Book Details:
Author: D Reign
Release Date: 30 April, 2026
Series: Book 1 of 1: The Fabled one
Genre: Fantasy
Format: E-book
Pages: 170 pages
Publisher: –
Blurb:
Come on a journey as we follow Gaelin find out who she is. The Fabled One is about a young woman who learns about who she is when her parents (or those she thought were her parents) are tragically killed. Gaelin is wanted by the King and Queen who rule in another realm. Gaelin must leave all that she knows on earth and seek to find her path navigating a fated love with two people who will lay down their lives for her. Gaelin needs to master the powers that she possesses as the Fabled one to bring peace and light to the realms around her. This series is full of intrigue, connecting with the ancestors, finding yourself, and believing in who you are. This a full fiction fantasy book with some steamy scenes so hold onto your hats for this one.
Review
The Fabled One: Book One by D. Reign does not arrive quietly, it enters through rupture: through death, revelation, prophecy, flight, and the sudden collapse of everything the protagonist thought she understood about herself. From its opening catastrophe, the novel makes its intentions clear. This is a story built on destiny, pursuit, and awakening that leans unapologetically into high emotional stakes and mythic revelation.

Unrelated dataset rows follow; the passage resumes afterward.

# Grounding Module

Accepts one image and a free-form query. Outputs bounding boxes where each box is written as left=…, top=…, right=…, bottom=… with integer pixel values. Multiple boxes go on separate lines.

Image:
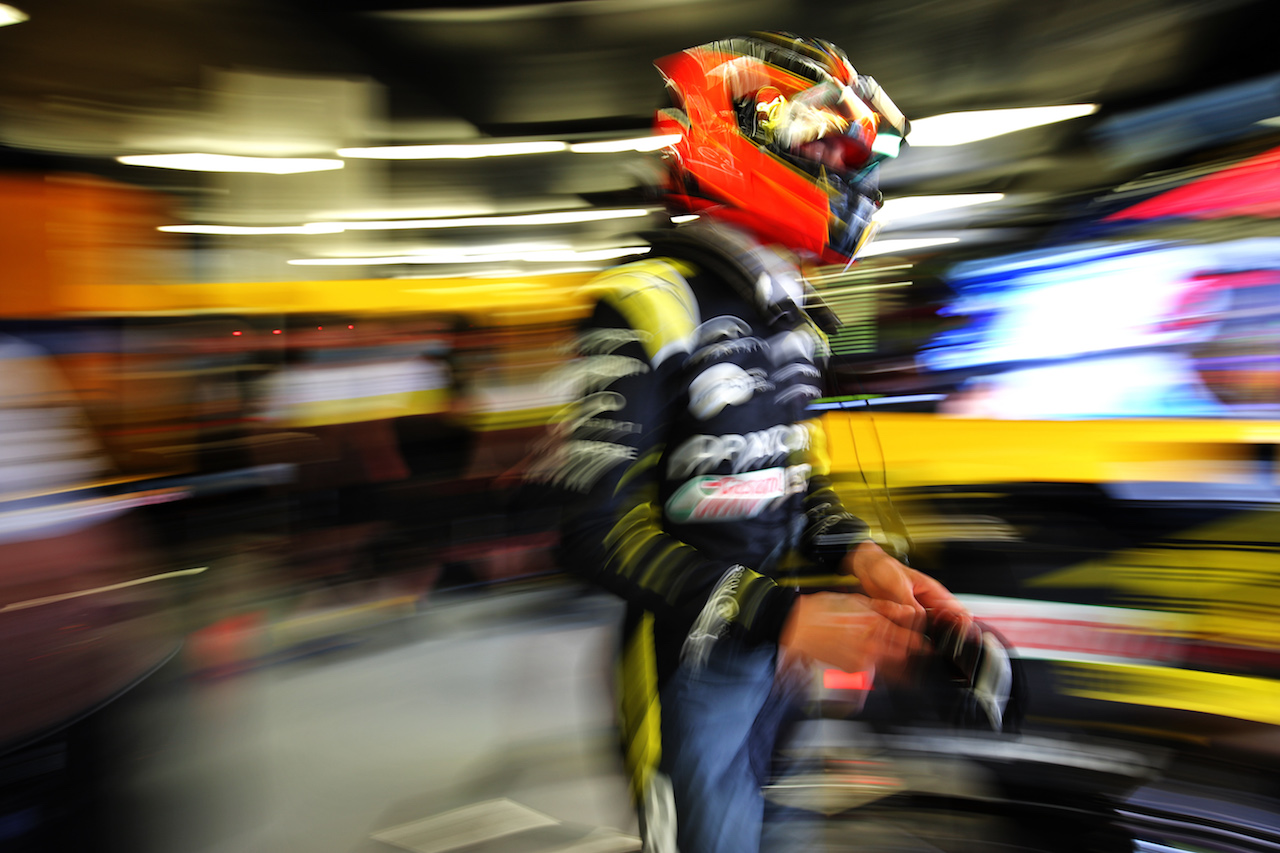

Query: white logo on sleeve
left=525, top=440, right=636, bottom=492
left=688, top=336, right=764, bottom=365
left=688, top=363, right=771, bottom=420
left=767, top=329, right=822, bottom=364
left=569, top=391, right=640, bottom=438
left=773, top=363, right=821, bottom=382
left=573, top=390, right=626, bottom=422
left=560, top=354, right=649, bottom=394
left=694, top=315, right=753, bottom=345
left=576, top=327, right=649, bottom=355
left=776, top=384, right=822, bottom=405
left=682, top=566, right=744, bottom=669
left=689, top=315, right=762, bottom=365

At the center of the novel is Gaelin, and she is easily its strongest anchor. What makes her work is not polish but immediacy: she is frightened, angry, mouthy, confused, and often emotionally raw in ways that feel true to her circumstances. The book does not ask her to become composed too quickly. Instead, it lets her remain disoriented by grief and betrayal, even as pieces of her power begin to emerge. That emotional instability gives the novel much of its life. Gaelin’s voice is direct, often impulsive, sometimes funny in spite of herself, and that first-person immediacy carries the reader through some of the book’s denser exposition.
The other narrative engine here is the growing bond between Gaelin, Lahmae, and Chameleon, and this is where the story begins to take on a more distinctive texture. What starts as rescue and protection gradually becomes something more intimate and fated, and the novel clearly wants to explore not just magical destiny but emotional convergence. There is an earnestness to these dynamics that I found compelling, even when the pace of attachment moves very quickly.
The worldbuilding itself is imaginative, if at times impressionistic. We move through Earth, palace realms, hidden portals, the Fallen planet, magical bloodlines, psychic protections, conjuring, and the increasingly important mythology of the Fabled One. The mythology is interesting, and the sense of layered agendas around Gaelin’s existence gives the book a strong forward thrust. The problem is not a lack of ideas; if anything, it is that the novel contains many ideas at once and does not always distribute them with enough control. Information sometimes arrives in bursts rather than through gradual integration, and there are moments when the reader is being told about systems, titles, histories, and motivations so quickly that the emotional throughline has to work harder to hold everything together.
That, I think, is where the novel’s main limitations lie. The prose has energy, sincerity, and momentum, but it also bears the marks of a draft that could have benefited from further refinement. At times the sentences run too long or repeat an emotional beat more than necessary; at others, the punctuation and phrasing flatten scenes that might otherwise have landed with greater force. There is a strong story here, but it occasionally feels as though it is arriving faster than the language can shape it. Similarly, certain transitions, especially around revelation, trust, and romantic escalation, can feel abrupt rather than fully earned on the page. None of this erases the book’s strengths, but it does mean that the reading experience is sometimes uneven.
Still, I want to be fair to what the novel is doing well. The Fabled One is never cynical. It is emotionally open, mythically ambitious, and extremely invested in its heroine’s significance. it is refreshing how sincerely it embraces its own stakes. The antagonistic energy around Meridah, Qu’Rah, Starmall, and Serena gives the story a clear sense of danger, and the ending understands how to close on intensification rather than closure: Gaelin is changing, her power is growing, and the conflict is clearly widening rather than resolving.
The Fabled One: Book One reads as a fantasy series opener with clear emotional conviction and a strong instinct for dramatic momentum. It is imperfect, certainly, even structurally loose in places, and stylistically rough in others, but it also has heart, urgency, and a heroine whose emotional reality remains compelling even when the world around her becomes increasingly fantastical. Readers who enjoy portal fantasy, magical destiny, dangerous courts, and emotionally charged fantasy romance will likely find plenty here to invest in, especially if they enjoy first books that spend as much time igniting future conflict as resolving present one.